Sans tré… Mollot
Par Sylvie Beurtheret
Les Trois Coups
Elle et lui dansent langoureusement sur fond de coucher de soleil… Ne vous fiez pas à l’affiche, bouffie de romantisme : « la Fin d’une liaison » n’a vraiment rien du mélo sirupeux, sentimental et niais. C’est cérébral, précis, caustique, clinique, à l’image même du roman de Graham Greene, dont Alain Mollot a tiré la quintessence dans cette adaptation théâtrale sidérante. Un travail d’équipe exemplaire, redoutablement habile et efficace, malgré quelques longueurs.
Londres, les années quarante, la guerre… L’écrivain Maurice Bendrix s’éprend de Sarah, mariée au brave haut fonctionnaire Henry. Les amants s’aiment passionnément jusqu’à ce jour où ils subissent un bombardement terrifiant. Elle l’abandonne alors, sans un mot d’explication. Pour éclaircir le mystère de cette séparation Maurice, qui ne reverra pas Sarah pendant deux ans, engage un détective privé. À lire le résumé de cette intrigue amoureuse, on peut se croire une énième fois confronté au trio infernal du mari, de la femme et de l’amant, qui a fait les beaux jours du vaudeville à la française. Sauf que chez le grand écrivain britannique, dont la plume acérée fouille avec minutie les tréfonds de l’âme humaine, le sujet invite plus à la réflexion métaphysique qu’à la badinerie. Passion, haine, jalousie, mort, doute, foi (un écho à l’attitude ambiguë de l’auteur converti à l’égard du catholicisme) : tous les grands thèmes de ce roman troublant et équivoque sont au rendez-vous sur l’immense plateau de la Scène Watteau. Car le directeur du Théâtre de la Jacquerie, Alain Mollot, a su ciseler avec une extrême justesse cette riche matière littéraire pour en extraire tous les sucs.

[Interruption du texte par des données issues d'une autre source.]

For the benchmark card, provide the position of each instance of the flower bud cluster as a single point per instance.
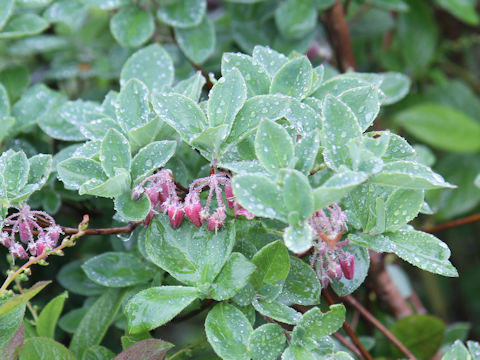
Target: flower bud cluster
(329, 260)
(34, 238)
(161, 190)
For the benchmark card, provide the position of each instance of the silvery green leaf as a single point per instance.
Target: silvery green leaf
(271, 60)
(23, 25)
(151, 157)
(74, 172)
(294, 78)
(228, 330)
(226, 98)
(133, 107)
(115, 153)
(197, 42)
(298, 238)
(410, 175)
(182, 13)
(273, 146)
(364, 103)
(256, 78)
(339, 126)
(259, 195)
(152, 65)
(418, 248)
(181, 113)
(132, 26)
(336, 187)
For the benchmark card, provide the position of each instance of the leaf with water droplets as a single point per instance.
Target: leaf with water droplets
(259, 195)
(182, 13)
(418, 248)
(115, 153)
(266, 342)
(228, 331)
(151, 157)
(273, 146)
(293, 79)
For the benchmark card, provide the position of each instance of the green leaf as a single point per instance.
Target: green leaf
(14, 167)
(272, 263)
(182, 13)
(23, 25)
(132, 210)
(146, 349)
(336, 187)
(47, 320)
(256, 77)
(226, 98)
(152, 65)
(442, 127)
(117, 269)
(97, 320)
(277, 311)
(115, 153)
(42, 348)
(142, 310)
(410, 175)
(181, 113)
(9, 323)
(234, 276)
(132, 26)
(418, 248)
(192, 255)
(228, 331)
(259, 195)
(133, 108)
(364, 103)
(273, 146)
(6, 11)
(97, 352)
(18, 300)
(76, 171)
(151, 157)
(72, 278)
(339, 126)
(197, 42)
(293, 79)
(298, 238)
(301, 285)
(313, 325)
(266, 342)
(295, 18)
(421, 334)
(298, 195)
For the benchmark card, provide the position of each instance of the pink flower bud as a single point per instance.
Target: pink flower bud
(176, 214)
(348, 265)
(335, 271)
(18, 251)
(192, 208)
(229, 195)
(5, 239)
(216, 220)
(25, 230)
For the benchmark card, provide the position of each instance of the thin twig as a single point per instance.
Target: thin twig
(453, 223)
(348, 329)
(372, 319)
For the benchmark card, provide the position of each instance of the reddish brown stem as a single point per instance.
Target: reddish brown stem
(453, 223)
(339, 36)
(367, 315)
(348, 329)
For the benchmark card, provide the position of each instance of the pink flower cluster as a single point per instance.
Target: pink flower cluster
(329, 260)
(161, 190)
(36, 238)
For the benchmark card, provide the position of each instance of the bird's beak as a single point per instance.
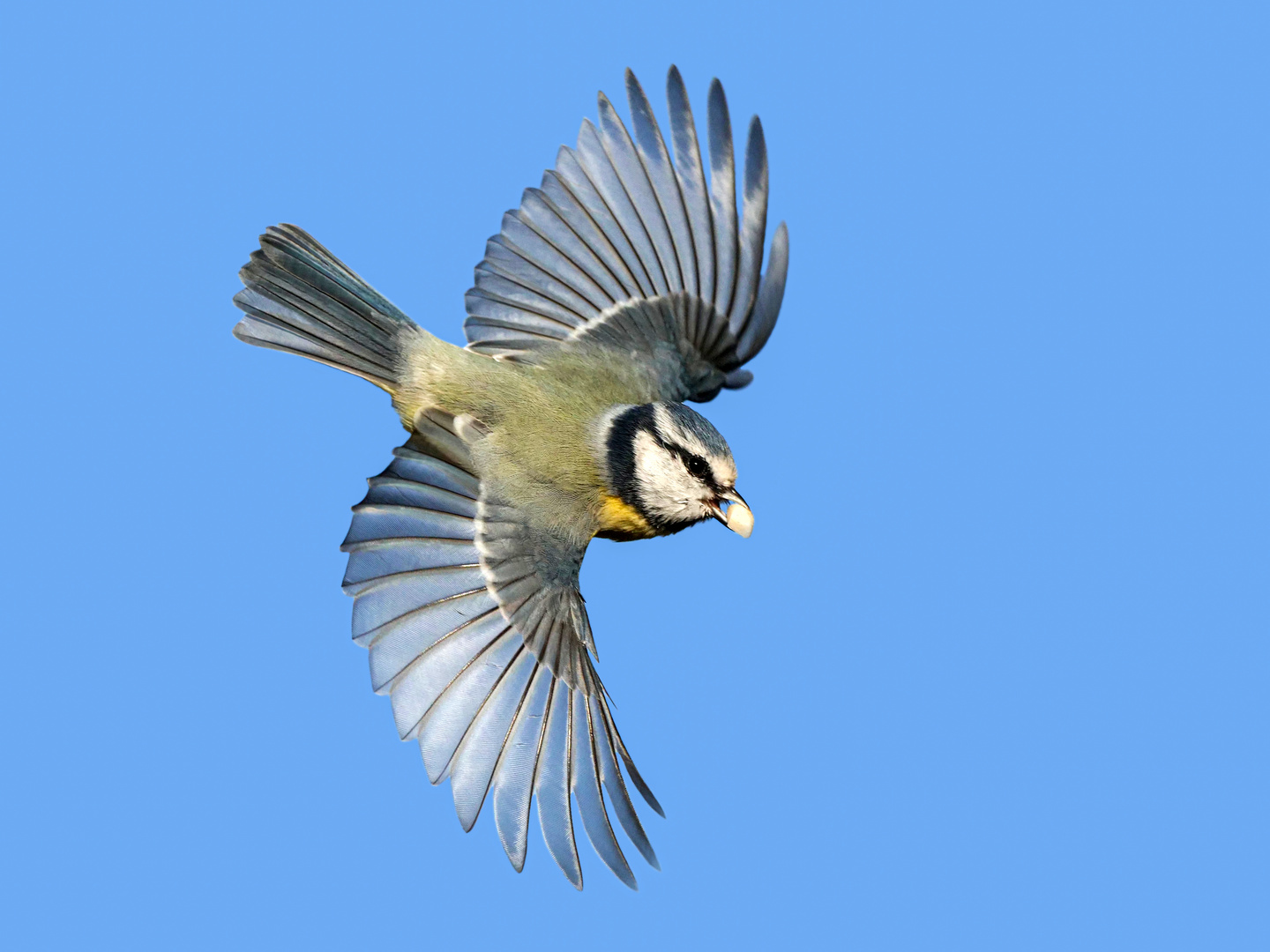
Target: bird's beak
(738, 518)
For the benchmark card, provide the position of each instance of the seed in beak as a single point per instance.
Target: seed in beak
(741, 519)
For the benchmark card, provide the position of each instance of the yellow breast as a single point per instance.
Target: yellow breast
(623, 518)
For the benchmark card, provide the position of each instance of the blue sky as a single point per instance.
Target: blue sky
(990, 673)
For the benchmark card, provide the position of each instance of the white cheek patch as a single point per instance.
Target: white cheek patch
(664, 487)
(724, 469)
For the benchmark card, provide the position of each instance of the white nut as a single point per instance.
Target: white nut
(741, 519)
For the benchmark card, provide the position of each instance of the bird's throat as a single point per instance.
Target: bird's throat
(621, 521)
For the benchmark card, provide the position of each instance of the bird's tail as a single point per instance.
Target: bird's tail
(300, 299)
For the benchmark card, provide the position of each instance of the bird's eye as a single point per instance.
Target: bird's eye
(698, 467)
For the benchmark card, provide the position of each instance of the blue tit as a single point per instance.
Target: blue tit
(623, 287)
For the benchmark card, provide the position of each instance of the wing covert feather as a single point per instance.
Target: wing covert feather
(617, 228)
(481, 637)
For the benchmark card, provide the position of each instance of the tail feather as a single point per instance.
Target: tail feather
(303, 300)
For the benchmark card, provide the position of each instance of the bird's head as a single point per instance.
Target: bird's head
(672, 467)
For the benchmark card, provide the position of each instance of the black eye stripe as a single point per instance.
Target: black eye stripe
(698, 467)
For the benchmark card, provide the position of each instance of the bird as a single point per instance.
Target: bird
(621, 288)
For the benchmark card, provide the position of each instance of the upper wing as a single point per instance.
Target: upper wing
(478, 632)
(617, 235)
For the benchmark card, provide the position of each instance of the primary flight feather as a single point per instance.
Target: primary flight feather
(620, 288)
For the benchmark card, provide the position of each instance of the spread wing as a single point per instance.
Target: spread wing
(478, 632)
(623, 249)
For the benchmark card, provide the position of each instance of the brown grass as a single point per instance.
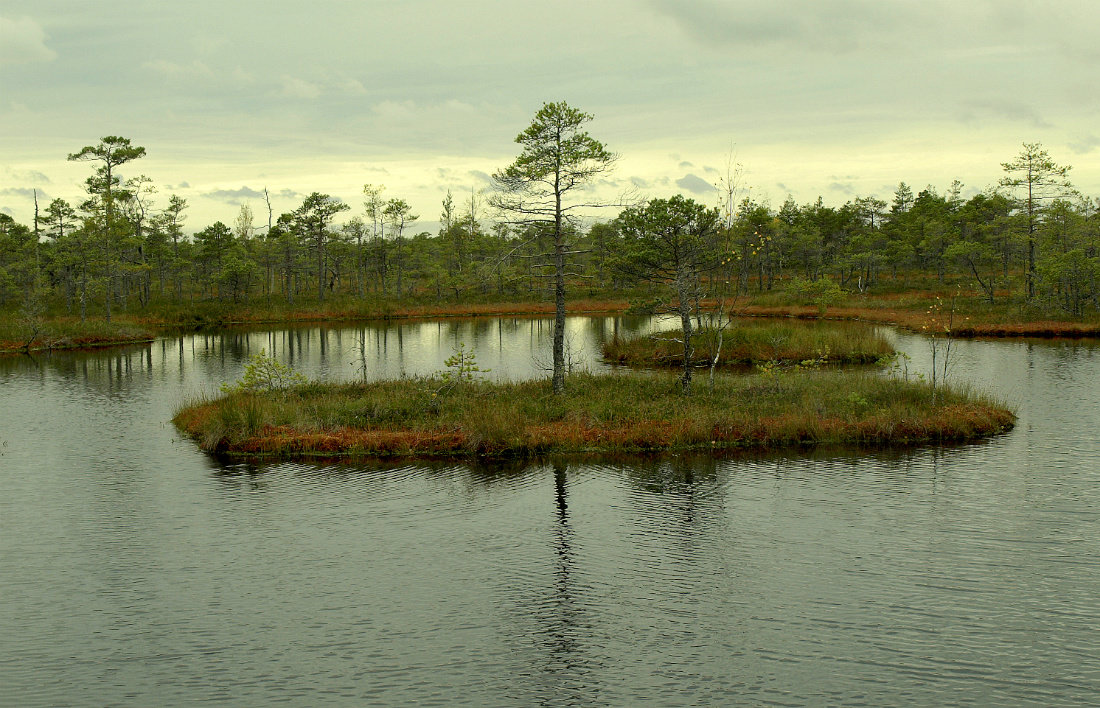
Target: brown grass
(409, 418)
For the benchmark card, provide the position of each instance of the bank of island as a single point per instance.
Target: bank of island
(454, 415)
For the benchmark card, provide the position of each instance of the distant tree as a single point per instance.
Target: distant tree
(558, 159)
(398, 214)
(983, 221)
(315, 217)
(111, 152)
(1036, 178)
(670, 242)
(374, 208)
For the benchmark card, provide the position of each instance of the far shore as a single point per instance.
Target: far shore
(598, 413)
(909, 312)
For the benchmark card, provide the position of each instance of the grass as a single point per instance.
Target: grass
(605, 413)
(750, 342)
(17, 334)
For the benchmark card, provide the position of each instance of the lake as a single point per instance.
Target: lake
(136, 571)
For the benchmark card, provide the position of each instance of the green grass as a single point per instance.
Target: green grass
(15, 333)
(754, 342)
(420, 417)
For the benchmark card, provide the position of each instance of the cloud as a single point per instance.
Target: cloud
(25, 192)
(22, 41)
(694, 184)
(234, 196)
(294, 87)
(836, 26)
(1085, 145)
(171, 69)
(976, 111)
(29, 176)
(395, 110)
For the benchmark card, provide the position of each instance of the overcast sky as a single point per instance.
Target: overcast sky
(832, 98)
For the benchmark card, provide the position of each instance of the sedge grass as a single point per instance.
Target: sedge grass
(754, 342)
(421, 417)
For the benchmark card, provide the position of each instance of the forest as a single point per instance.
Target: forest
(1031, 240)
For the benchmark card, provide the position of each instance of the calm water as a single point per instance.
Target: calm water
(135, 571)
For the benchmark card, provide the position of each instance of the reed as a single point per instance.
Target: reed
(422, 417)
(750, 342)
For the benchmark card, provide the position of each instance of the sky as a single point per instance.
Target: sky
(831, 98)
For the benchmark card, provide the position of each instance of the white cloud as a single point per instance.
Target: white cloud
(694, 184)
(22, 41)
(294, 87)
(171, 69)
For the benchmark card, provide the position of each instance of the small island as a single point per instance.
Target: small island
(458, 417)
(754, 343)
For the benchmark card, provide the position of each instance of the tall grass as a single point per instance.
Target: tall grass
(417, 417)
(751, 342)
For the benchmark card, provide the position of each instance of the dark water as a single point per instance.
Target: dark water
(134, 571)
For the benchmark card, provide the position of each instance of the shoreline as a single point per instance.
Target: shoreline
(90, 334)
(598, 415)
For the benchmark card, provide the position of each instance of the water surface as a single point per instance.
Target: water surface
(136, 571)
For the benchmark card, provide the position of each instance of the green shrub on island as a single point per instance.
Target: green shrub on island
(422, 417)
(755, 342)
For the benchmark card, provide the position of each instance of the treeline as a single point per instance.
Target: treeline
(1032, 238)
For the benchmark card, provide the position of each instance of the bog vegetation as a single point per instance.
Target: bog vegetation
(460, 416)
(1023, 250)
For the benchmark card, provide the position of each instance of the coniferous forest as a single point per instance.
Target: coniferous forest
(121, 246)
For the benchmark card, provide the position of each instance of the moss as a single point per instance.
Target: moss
(598, 413)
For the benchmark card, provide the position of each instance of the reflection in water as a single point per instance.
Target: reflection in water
(143, 572)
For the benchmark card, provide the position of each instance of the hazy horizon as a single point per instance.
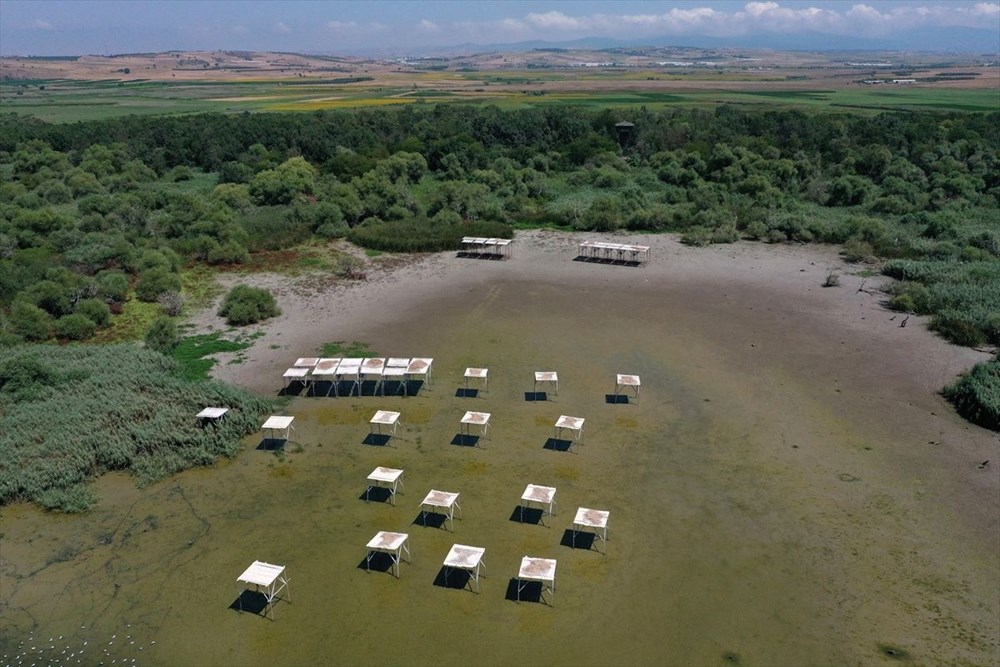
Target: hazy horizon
(352, 27)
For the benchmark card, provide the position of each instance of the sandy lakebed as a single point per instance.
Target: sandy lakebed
(790, 488)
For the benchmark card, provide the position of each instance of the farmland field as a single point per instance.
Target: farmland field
(70, 90)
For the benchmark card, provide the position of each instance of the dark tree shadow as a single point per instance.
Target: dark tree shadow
(583, 540)
(377, 439)
(607, 260)
(531, 591)
(394, 388)
(253, 602)
(452, 577)
(558, 444)
(481, 255)
(293, 389)
(532, 515)
(465, 440)
(271, 444)
(320, 388)
(376, 494)
(430, 519)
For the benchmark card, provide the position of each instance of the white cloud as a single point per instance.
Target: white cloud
(754, 16)
(337, 26)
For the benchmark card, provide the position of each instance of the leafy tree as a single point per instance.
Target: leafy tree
(248, 305)
(230, 252)
(75, 327)
(162, 335)
(154, 282)
(95, 310)
(50, 296)
(29, 321)
(849, 191)
(282, 184)
(112, 286)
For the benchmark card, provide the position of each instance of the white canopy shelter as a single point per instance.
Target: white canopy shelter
(420, 367)
(325, 370)
(393, 544)
(541, 377)
(545, 496)
(296, 373)
(349, 370)
(478, 373)
(470, 559)
(395, 370)
(492, 247)
(267, 579)
(574, 424)
(614, 252)
(537, 569)
(389, 478)
(384, 418)
(444, 500)
(211, 415)
(372, 368)
(277, 423)
(481, 419)
(627, 382)
(595, 521)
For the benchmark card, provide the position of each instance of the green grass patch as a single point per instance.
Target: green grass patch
(354, 349)
(132, 324)
(420, 235)
(193, 353)
(200, 288)
(75, 412)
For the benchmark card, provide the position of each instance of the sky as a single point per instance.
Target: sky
(365, 27)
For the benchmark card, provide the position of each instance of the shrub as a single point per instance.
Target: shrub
(230, 252)
(171, 302)
(154, 282)
(856, 250)
(976, 396)
(95, 310)
(725, 234)
(422, 235)
(248, 305)
(178, 174)
(29, 321)
(112, 286)
(162, 335)
(75, 327)
(48, 444)
(958, 327)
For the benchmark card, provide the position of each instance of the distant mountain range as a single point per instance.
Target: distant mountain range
(977, 41)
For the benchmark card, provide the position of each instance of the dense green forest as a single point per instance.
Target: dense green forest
(96, 216)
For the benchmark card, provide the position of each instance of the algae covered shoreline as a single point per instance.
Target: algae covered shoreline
(790, 488)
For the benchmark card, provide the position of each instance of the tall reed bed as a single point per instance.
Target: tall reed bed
(69, 414)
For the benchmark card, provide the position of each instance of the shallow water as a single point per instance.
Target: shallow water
(775, 499)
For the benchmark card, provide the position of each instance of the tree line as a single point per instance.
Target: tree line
(95, 213)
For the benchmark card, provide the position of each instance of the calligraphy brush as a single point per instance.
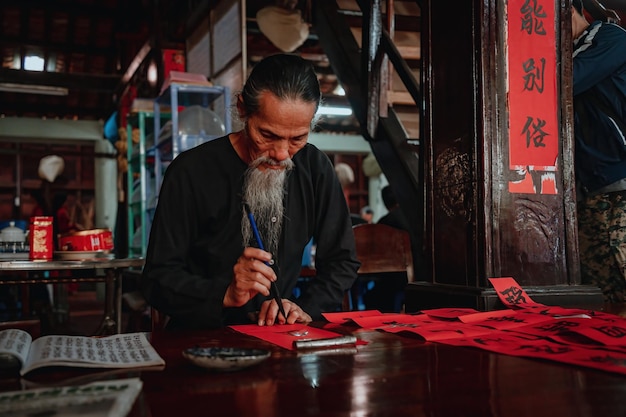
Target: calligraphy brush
(257, 236)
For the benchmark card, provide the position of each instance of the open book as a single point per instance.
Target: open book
(113, 398)
(128, 350)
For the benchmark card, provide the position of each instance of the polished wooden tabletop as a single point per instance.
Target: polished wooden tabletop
(391, 375)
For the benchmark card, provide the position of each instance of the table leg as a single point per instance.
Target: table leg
(109, 324)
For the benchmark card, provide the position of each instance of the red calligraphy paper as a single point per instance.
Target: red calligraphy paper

Mais comment mettre en théâtre les souvenirs de Bendrix, l’amant délaissé qui écrit sa propre histoire pour se libérer d’une jalousie qui l’étouffe ? Alain Mollot a eu la belle idée de faire appel au talent onirique de Jean‑Pierre Lescot, ce grand magicien du théâtre d’ombres qui, à coup de projections et d’ombres chinoises, fait jaillir des décors animés autour des comédiens. Et tout le miracle vient de là, de cette petite mécanique de l’illusion qui projette l’histoire comme sur grand écran et nous enveloppe d’images envoûtantes : les vitraux d’une église ou la pluie qui tombe, aussi métallique et cruelle que ces bombes vomies par le ciel. Les personnages surgissent de panneaux noirs mobiles, comme ils assaillent la mémoire de Maurice. Car, nous sommes dans la tête de Bendrix, dans ses délires, dans ses fantasmes, dans ses contradictions. Et, dans ce décor d’ombres et de lumières, il nous entraîne dans le balancement perpétuel de son histoire, qui oscille comme un pendule entre l’amour et la haine, le sublime et le ridicule, le tragique et le drôle, le mysticisme et le matérialisme, la foi ou l’agnosticisme. Pris dans ce mouvement de métronome, on finit par se demander : j’aime ou je n’aime pas ?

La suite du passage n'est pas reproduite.